The final critical element of an exit strategy for Fannie and Freddie is the determination of what structure we should adopt for these firms in order to have the greatest chance of restoring their financial health. Congress and the new administration must decide if we want to continue the programs in their current form as shareholder-owned structures with linkages to the U.S. government through the congressional charter, whether they can be privatized and broken up into several competing companies, or whether a cooperative structure, such as the Federal Home Loan Bank System, makes sense.

To make this choice, we will have to consider what role we want the firms to play in the implementation of federal policy, and how best to regulate the risks to which that choice exposes the taxpayer. Are these entities intended to advance the interests of their investors? Or is it more important that they advance the policy goal of broader home ownership? Should there be more than two players in this space, and if so, how do we encourage additional competition among potential entrants? Should there be a statutory guarantee for their obligations? On this point, recent experience suggests that in no case should we be left with an ephemeral "sort-of" guarantee that increases uncertainty in both the companies and the system around them.

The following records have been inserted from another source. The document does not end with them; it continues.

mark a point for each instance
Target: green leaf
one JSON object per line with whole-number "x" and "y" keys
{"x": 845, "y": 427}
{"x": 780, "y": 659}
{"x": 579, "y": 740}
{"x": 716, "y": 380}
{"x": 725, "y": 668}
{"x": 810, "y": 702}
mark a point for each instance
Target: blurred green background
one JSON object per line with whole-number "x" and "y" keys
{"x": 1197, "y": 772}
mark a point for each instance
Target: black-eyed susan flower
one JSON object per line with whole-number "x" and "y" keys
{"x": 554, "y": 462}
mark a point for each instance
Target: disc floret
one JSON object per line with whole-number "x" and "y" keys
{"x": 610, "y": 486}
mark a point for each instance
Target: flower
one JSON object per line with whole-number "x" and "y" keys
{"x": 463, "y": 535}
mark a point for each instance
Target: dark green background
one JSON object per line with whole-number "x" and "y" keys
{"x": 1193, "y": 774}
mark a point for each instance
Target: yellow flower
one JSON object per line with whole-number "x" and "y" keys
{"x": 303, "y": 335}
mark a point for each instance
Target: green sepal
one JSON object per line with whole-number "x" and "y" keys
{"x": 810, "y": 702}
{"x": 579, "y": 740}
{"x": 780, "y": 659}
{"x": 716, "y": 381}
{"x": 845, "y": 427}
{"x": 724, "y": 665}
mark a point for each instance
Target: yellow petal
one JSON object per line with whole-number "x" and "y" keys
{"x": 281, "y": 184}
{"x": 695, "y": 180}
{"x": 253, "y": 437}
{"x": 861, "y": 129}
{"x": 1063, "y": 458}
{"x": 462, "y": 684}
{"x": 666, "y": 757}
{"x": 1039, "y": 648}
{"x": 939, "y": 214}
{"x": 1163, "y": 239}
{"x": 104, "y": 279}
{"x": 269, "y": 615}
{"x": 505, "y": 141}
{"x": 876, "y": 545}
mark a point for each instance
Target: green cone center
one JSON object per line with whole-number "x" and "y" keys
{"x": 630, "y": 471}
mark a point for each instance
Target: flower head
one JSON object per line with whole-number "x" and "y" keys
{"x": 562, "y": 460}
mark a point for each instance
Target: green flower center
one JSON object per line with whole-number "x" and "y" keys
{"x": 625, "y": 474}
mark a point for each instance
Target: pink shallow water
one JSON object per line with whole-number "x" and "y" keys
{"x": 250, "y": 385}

An exit strategy for the alphabet soup of new facilities created by the Federal Reserve is far easier to devise. That is because these guarantees are more easily undone as the capital markets return to normalcy. What is of greatest importance to ensuring a successful unwinding of the Fed's extraordinary lending and guarantee programs is that the markets be assured that the Fed will in fact do so, and in the most prudent manner possible. To this end, a concerted strategy of public diplomacy, with consistent messaging commenced well in advance, will provide welcome guidance and comfort.

The FDIC's intervention is by its construction also temporary, as the senior unsecured debt guarantees expire on June 30, 2012. An exit strategy for these guarantees requires simply that policy makers adhere to that date and resist temptations to extend or expand the program.

Constructing an exit strategy for the FHA's recent extraordinary expansions of its programs will require, in the short run, that these new authorities be carefully implemented as the private market increasingly originates to FHA standards. Since the FHA advertised underwriting standards require no minimum credit score, accept non-traditional credit, and provide for a low 3% down payment, care must be taken to ensure that the moral hazards of lax underwriting standards and under-pricing of risk that contributed greatly to our current crisis do not inhere in federal programs. Beyond being a responsible lender, maintaining a viable exit strategy means the FHA should seek to originate to standards that will allow these loans to be sold without a federal guarantee when the capital markets return to normal functioning.

Focusing on exit strategies now is of vital importance to ensure that we do not stumble along a dangerous path of confusion that may end in far greater financial exposure for the American people, and a far worse situation for America's taxpayers and investors. If we answer the tough questions now, and make sturdy plans for the future, we can position our mortgage market, our financial services industry, and the broader economy for renewed growth and prosperity.

That is the destination, and it is up to us to find the path to it. We will only arrive at this destination if, once our course is set, we keep that path clearly in focus, every step of the way, starting right now.

Once again, I want to thank all of you who are leaders and participants in Women in Housing and Finance, and in the Exchequer Club, for all that you do to promote the economic health and well-being of our nation. These are challenging times and daunting issues, and we will only surmount them by working together. So let me conclude by saying, on behalf of the thousands of dedicated men and women of the SEC who work to protect investors and markets every day, that we are grateful for your leadership, and proud to be your partners.